Here you go. There is a map of vacuum lines and a picture of the switch with notes on it.

I just got my 68 so it looks like we have some of the same questions as I got these in answers on this board a few others.

Jason


----------



## harp (Jun 22, 2009)

*hidden headlight switch*

what a great reply, i was just getting ready to post a new thread when i saw yours. the switch on my 69 came out in my hand this morning, it had a leaking sound behind it for a few days, and the left set wasn,t closing right. i'm seeing replacement switchs on line but how do i know if they're for the vacume type? also, does anyone have the steps for access to replace the switch. it looks like a snap ring or collar came off the end of the rod on the pull switch. i think i have to remove a ac tube to get behind the switch? any help would be greatly appreciated!!!


----------



## jpdog357 (Feb 27, 2006)

I just got my 68 GTO but the guy I bought if from had ordered 2 already from Year One. The first one he ordered stopped working in a week and they replaced it free of charge. What was telling was the fact they didn't even want the other one back. The replacement lasted about a 1.5 weeks according to him.

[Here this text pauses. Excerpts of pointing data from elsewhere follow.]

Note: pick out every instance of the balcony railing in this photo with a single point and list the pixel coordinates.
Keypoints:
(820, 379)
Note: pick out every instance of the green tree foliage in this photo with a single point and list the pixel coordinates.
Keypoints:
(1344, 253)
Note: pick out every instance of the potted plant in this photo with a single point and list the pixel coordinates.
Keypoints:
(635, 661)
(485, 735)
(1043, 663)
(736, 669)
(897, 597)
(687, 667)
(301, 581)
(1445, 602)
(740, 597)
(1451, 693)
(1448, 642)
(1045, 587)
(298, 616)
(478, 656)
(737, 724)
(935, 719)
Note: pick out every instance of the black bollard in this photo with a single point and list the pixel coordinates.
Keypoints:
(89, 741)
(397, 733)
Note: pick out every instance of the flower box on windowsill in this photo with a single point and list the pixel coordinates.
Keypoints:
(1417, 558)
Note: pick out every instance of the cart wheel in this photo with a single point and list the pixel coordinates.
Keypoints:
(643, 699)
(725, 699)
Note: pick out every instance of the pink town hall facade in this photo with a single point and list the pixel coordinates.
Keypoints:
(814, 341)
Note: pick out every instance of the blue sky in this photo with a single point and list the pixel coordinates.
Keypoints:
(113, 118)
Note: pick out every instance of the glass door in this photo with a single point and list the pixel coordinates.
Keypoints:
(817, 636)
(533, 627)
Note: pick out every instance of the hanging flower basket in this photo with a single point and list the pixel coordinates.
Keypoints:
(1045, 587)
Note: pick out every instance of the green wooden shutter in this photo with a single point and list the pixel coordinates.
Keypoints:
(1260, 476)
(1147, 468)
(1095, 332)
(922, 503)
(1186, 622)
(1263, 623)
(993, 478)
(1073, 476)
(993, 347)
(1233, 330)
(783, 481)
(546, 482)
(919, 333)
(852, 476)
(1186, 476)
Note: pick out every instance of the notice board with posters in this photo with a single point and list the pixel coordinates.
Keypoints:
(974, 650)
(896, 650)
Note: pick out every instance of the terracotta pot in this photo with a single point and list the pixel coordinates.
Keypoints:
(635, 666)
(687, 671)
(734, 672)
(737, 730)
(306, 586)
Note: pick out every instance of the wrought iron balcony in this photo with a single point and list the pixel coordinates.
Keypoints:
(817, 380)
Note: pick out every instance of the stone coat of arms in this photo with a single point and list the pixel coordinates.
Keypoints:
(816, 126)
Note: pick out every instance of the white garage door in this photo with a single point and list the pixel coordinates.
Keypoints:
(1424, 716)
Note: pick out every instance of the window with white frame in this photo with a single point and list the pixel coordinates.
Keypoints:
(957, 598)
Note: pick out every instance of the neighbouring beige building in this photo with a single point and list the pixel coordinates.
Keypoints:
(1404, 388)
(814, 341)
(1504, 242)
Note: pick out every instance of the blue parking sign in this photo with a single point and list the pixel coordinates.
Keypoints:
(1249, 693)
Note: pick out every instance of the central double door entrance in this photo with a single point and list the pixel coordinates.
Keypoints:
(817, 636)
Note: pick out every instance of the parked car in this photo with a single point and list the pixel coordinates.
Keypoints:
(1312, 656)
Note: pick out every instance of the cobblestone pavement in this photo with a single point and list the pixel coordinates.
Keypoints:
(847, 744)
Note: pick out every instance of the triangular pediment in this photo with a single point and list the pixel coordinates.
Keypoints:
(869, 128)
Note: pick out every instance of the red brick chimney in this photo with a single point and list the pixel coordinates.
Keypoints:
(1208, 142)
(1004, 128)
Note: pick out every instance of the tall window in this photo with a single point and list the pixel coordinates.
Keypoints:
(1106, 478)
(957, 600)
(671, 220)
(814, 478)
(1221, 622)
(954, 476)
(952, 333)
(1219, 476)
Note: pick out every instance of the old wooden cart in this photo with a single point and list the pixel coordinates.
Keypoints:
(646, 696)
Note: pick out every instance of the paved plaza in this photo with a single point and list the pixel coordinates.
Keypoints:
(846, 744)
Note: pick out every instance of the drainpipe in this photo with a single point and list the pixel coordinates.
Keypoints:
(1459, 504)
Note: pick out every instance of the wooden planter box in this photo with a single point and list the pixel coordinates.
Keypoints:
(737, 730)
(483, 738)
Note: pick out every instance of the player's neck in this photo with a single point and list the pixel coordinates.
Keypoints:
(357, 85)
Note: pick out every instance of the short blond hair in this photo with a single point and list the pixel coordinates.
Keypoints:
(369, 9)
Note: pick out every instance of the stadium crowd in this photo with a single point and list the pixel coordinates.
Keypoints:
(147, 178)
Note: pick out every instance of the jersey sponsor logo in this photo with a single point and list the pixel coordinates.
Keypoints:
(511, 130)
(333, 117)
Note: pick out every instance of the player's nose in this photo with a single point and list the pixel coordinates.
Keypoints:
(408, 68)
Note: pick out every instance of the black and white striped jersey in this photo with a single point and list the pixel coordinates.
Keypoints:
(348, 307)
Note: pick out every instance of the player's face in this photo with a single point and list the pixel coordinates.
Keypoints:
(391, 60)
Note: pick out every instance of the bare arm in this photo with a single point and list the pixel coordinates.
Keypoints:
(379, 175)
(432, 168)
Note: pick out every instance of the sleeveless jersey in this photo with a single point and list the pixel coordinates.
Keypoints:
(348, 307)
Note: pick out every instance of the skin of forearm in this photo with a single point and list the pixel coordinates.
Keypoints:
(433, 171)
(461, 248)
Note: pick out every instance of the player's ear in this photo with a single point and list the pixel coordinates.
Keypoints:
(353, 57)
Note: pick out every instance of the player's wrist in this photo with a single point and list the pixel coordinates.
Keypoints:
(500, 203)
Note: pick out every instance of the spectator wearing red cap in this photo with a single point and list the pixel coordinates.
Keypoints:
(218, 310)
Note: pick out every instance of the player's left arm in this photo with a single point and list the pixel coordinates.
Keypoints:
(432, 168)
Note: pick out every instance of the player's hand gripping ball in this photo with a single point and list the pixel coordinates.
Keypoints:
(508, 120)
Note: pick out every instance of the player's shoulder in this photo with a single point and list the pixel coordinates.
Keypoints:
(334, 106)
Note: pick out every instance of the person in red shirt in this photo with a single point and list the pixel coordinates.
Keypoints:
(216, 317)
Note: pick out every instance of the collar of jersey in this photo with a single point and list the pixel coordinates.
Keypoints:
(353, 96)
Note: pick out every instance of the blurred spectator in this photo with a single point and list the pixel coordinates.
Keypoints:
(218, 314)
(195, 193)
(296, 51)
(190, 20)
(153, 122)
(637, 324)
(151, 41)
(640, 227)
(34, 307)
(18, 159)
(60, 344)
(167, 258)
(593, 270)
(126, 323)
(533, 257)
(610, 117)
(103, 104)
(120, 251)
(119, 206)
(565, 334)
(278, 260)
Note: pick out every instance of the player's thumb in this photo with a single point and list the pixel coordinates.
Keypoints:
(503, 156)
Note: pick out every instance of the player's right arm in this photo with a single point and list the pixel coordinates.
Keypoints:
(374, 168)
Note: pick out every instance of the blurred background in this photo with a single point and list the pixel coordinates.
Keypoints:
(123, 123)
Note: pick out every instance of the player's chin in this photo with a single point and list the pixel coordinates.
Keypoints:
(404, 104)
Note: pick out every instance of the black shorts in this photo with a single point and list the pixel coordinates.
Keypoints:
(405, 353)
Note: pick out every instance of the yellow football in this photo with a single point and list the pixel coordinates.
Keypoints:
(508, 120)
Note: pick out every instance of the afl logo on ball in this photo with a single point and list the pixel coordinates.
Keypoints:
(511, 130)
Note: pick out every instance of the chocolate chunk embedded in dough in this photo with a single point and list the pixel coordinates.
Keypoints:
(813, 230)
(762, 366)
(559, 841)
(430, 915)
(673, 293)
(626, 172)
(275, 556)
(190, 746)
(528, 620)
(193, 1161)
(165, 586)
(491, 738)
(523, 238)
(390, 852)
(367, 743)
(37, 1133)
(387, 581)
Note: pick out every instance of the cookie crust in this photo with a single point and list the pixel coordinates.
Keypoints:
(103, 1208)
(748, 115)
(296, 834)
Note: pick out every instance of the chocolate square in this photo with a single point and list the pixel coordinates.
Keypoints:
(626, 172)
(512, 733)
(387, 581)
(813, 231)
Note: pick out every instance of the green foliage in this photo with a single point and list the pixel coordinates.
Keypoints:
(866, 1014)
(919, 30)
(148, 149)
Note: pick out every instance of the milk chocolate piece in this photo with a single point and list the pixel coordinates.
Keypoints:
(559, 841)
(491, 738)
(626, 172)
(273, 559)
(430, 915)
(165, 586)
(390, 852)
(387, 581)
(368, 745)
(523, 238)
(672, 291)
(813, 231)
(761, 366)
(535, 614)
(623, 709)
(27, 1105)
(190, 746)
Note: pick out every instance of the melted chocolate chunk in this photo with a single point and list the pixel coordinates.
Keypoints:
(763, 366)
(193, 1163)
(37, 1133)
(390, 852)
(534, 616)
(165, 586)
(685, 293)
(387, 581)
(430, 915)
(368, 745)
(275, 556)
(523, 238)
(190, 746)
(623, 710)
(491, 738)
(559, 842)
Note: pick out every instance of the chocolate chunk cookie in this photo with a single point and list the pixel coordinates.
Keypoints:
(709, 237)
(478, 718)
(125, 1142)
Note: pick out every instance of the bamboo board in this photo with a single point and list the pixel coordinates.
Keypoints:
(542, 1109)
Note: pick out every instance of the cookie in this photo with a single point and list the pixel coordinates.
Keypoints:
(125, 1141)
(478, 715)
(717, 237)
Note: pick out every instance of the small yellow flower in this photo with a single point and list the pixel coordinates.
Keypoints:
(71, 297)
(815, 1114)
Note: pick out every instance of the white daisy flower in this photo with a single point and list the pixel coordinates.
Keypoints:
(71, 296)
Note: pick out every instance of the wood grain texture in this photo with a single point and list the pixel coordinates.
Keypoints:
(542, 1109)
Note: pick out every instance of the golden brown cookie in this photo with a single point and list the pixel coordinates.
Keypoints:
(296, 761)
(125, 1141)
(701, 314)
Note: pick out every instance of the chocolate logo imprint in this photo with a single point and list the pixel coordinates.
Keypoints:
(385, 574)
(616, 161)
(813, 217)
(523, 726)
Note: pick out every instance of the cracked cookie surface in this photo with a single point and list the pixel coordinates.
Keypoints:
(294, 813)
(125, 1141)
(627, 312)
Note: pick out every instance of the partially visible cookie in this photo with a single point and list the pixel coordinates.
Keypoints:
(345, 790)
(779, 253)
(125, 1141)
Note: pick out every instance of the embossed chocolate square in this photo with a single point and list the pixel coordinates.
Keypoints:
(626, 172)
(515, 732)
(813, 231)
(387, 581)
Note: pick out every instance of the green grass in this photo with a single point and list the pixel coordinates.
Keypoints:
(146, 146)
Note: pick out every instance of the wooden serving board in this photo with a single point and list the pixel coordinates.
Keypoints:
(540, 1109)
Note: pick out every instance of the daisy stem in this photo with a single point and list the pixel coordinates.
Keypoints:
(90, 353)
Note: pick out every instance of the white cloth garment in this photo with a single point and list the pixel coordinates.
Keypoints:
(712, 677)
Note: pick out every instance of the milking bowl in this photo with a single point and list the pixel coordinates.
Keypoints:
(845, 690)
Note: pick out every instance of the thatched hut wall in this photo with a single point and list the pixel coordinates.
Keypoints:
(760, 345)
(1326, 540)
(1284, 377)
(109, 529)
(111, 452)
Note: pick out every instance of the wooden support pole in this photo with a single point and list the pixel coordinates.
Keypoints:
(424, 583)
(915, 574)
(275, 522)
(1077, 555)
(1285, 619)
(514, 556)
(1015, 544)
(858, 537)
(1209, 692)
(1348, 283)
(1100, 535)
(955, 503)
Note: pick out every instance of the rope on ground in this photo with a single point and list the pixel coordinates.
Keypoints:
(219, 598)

I need one and will be trying out the repro from Performance Years.

As far as the one's you are seeing online, as long as it says hideaway or something of that nature you should be fine. They are only vacuum operated.

Jason


----------



## harp (Jun 22, 2009)

so far the ones i've seen online dont mention hideaway, i'll keep looking.as soon as i replace the switch, i've got to figure out the tail lights, no rear turns, brake or running lights, when i put on a turn signal, both sides lite up very dim and flash together, and when the brake is applied, it stops? the front signals work perfect, so i assume the flasher relay is good.


----------



## jketelsen (Aug 25, 2009)

When I bought my 68 a couple months ago the guy I bought it from had ordered a bunch of parts through Original Parts Group (Original Parts Group - Chevelle Parts - El Camino Parts - Monte Carlo Parts - GTO Parts - Restoration Parts). The parts he did order looked pretty good but I can't speak for the headlight switches. Here's the link to the switch that they carry. GTO - Switch, Hideaway Headlight, 1968-69


----------



## wishihaditback (Jun 9, 2011)

I know this is an old thread, a very old thread, but i'm in the process of replacing the entire hose and check valve set up. The diagram shown in this thread is the same as supplied by the hose kit manufacturer. The diagram doesn't really show the actual nipple configuration on the switch and rubber manifold that connects to the switch. On the hoses going to the switch is a tag that reads " Green - Top by itself. Center - Blue port. Black - Bottom next to blue. Black and Blue next to each other or together. If that is correct, the diagram really doesn't show that (seems to me). Looks like the black in in the center position with the blue at the bottom. Anyone actually know which color goes to which port? The switch has the nipples that align like this 00 0 You can see it on the pic of the rubber manifold.


----------